Given that Wal-Mart is the world’s largest employer, you could say that Lawrence Jackson has just signed on for the world’s biggest workforce management challenge.
Jackson, 51, begins work Friday as the executive vice president of Wal-Mart’s People Division. He was most recently president and chief operating officer of Dollar General Corporation, which has been described as a sort of pocket Wal-Mart, operating small stores in rural areas or in poorer neighborhoods of mid-sized cities.

At Wal-Mart, he will report to CEO Lee Scott, and will be in charge of the full human resources spectrum: planning, training, executive development, recruiting, succession planning, human resources technology, culture change and regulatory issues.

That includes, of course, taking the lead in the company’s attempts to counter a perception that it is an employer that does not adequately provide for its employees in wages or benefits and that discriminates against its female workers.

Earlier this year, a judge certified a class-action gender-discrimination lawsuit against the company that may include 1.6 million current and former female employees–virtually all the women who have worked at the massive retailer since 1998. Scott has set diversity goals for the organization and put his own and their bonuses on the line if they are not met.
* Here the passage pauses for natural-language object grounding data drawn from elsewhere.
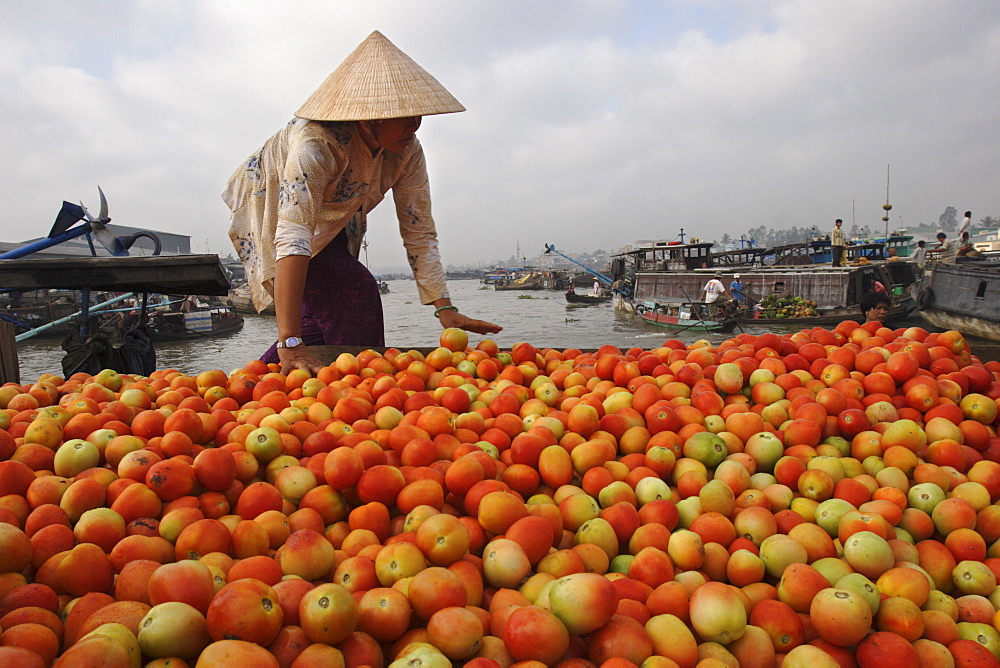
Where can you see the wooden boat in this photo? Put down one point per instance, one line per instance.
(242, 302)
(683, 315)
(194, 325)
(577, 298)
(963, 296)
(897, 244)
(642, 277)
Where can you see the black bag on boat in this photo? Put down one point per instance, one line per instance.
(134, 353)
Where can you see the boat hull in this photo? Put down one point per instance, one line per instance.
(172, 327)
(963, 297)
(676, 323)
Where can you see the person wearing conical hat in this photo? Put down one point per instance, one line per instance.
(299, 205)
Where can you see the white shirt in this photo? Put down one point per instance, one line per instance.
(713, 290)
(308, 182)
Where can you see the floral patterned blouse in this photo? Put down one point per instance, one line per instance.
(314, 179)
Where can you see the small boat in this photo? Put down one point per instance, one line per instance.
(577, 298)
(194, 325)
(683, 315)
(963, 296)
(527, 280)
(243, 303)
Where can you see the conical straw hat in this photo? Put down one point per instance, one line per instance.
(378, 81)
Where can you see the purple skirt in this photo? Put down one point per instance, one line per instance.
(341, 304)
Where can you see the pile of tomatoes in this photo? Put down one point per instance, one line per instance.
(822, 498)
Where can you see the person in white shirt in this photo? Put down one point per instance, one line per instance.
(945, 251)
(966, 226)
(299, 205)
(837, 243)
(714, 293)
(920, 255)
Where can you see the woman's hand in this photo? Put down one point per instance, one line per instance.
(451, 318)
(299, 358)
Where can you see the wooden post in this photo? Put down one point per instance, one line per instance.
(10, 370)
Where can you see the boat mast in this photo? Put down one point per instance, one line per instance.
(886, 207)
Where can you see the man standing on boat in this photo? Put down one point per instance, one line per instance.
(713, 293)
(738, 291)
(837, 243)
(920, 255)
(945, 251)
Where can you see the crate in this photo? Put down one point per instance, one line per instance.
(198, 321)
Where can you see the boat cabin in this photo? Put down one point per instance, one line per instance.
(897, 245)
(814, 251)
(668, 256)
(873, 252)
(740, 257)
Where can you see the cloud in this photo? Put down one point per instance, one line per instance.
(590, 124)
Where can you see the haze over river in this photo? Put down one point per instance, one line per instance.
(544, 320)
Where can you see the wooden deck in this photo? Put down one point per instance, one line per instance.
(165, 274)
(327, 354)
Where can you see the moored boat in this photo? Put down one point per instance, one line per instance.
(683, 315)
(577, 298)
(963, 296)
(243, 303)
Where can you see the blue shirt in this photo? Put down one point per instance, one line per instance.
(736, 289)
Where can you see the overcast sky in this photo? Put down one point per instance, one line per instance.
(590, 123)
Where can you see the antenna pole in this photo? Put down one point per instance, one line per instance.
(886, 207)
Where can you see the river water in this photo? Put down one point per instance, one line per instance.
(541, 317)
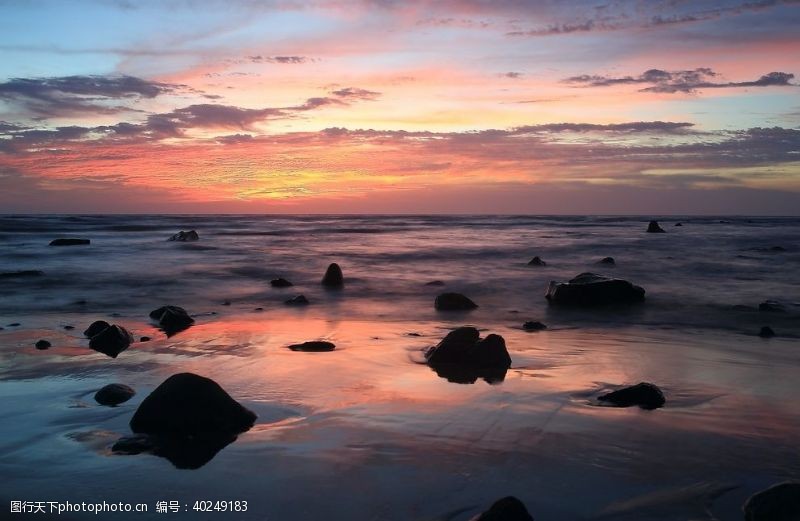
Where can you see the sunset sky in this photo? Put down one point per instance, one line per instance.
(383, 106)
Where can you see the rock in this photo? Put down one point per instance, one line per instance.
(114, 394)
(453, 302)
(316, 346)
(69, 242)
(95, 328)
(463, 357)
(187, 405)
(333, 276)
(779, 502)
(506, 509)
(645, 395)
(111, 341)
(172, 319)
(589, 289)
(533, 325)
(299, 300)
(771, 306)
(280, 283)
(766, 332)
(21, 274)
(182, 236)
The retailer also has established a diversity office, and named Charlyn Jarrells Porter chief diversity officer.

Jackson, who grew up in Washington, D.C., is a graduate of both Harvard University and the Harvard Business School. He comes to his new job with a widely praised background in operations, and, according to one book, an up-front approach to confronting issues of bias in organizations. In 1992, Jackson was No. 29 on Fortune’s list of the most powerful black executives in America. And, interestingly, there’s no HR title on his résumé.
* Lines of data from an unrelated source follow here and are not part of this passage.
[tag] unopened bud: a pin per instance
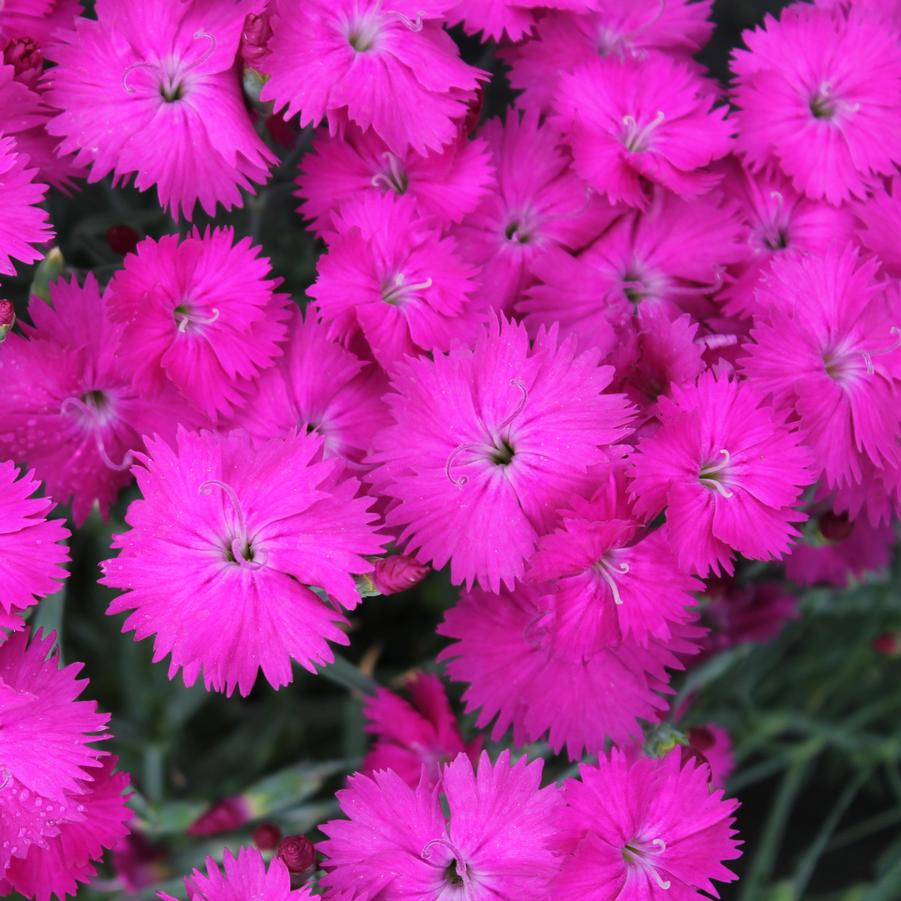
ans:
(397, 573)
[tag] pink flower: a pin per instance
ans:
(537, 203)
(240, 878)
(151, 89)
(32, 546)
(392, 277)
(68, 406)
(398, 843)
(46, 745)
(70, 857)
(614, 28)
(487, 443)
(222, 549)
(318, 386)
(728, 471)
(828, 120)
(825, 345)
(22, 222)
(414, 739)
(199, 315)
(840, 550)
(650, 829)
(387, 65)
(633, 122)
(613, 578)
(445, 186)
(522, 671)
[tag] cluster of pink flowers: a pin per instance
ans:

After working as a consultant for McKinsey and Co., he joined the Pepsi Cola Bottling Group in 1981. He became vice president and general manager of the company’s Southeast Division in 1992 and was promoted to senior vice president of Worldwide Operations for PepsiCo Food Systems in 1994. Jackson left to become senior vice president of Supply Operations for Safeway, Inc., food stores in 1997.

He cites his early experiences learning the business at Pepsi with a night-side production crew as a key to understanding how to motivate people to create a successful organization.
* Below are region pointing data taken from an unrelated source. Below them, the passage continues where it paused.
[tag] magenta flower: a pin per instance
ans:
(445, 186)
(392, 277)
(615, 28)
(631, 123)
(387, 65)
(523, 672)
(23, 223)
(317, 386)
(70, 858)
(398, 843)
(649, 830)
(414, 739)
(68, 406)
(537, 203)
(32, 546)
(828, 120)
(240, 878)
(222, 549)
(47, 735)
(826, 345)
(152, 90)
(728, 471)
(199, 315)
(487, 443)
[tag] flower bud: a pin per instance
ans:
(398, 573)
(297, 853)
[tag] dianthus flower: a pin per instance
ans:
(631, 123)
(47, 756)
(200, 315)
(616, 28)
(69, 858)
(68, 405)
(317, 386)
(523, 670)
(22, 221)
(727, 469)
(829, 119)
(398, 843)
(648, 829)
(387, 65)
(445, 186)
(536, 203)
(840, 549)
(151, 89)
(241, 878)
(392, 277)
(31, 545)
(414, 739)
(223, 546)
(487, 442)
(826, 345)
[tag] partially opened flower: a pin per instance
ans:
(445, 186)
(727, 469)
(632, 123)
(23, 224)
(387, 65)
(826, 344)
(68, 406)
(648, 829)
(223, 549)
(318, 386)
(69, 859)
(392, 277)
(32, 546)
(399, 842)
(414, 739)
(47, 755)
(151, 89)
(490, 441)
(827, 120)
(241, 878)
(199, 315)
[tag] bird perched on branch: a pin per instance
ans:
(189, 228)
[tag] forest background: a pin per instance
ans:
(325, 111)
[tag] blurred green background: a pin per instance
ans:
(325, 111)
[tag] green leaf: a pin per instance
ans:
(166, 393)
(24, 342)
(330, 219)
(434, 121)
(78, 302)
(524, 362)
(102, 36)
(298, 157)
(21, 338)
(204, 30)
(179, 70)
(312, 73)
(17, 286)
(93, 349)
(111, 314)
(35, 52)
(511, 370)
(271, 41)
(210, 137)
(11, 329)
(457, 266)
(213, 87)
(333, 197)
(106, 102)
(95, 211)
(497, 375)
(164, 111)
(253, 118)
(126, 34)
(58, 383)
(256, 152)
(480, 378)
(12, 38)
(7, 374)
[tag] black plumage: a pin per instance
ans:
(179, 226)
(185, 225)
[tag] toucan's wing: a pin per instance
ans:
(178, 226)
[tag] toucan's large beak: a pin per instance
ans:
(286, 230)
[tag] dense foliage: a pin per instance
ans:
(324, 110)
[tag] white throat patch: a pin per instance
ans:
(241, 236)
“You need to be a keen observer and try to figure out what makes people tick,” Jackson said in an interview with Working Knowledge, a Harvard Business School publication. “A manager’s role is to hire good people and help them become extraordinary in what they achieve. I think you can do that, in part, by giving them the freedom to be themselves.”

In the book, Cracking the Corporate Code, which recounts how African-Americans have made their mark in the business world, Jackson talks about how he and a Pepsi human resources manager, Ron Parker, worked to change the company’s culture.

“None of the initiatives Pepsi has would be going down today if we hadn’t worked there,” Jackson said in the book. “As the only black line manager and then the only vice president, I was in a position to protect all the corporate people trying to promote diversity. I had the power–the line results, the budget–so nobody could discredit me.
“If we wanted 50 people to meet, and just the idea of that kind of meeting made the upper executives go nuts, I could walk over and say, ‘You got a problem, man?’ Because of what I built, I was able to call them out.”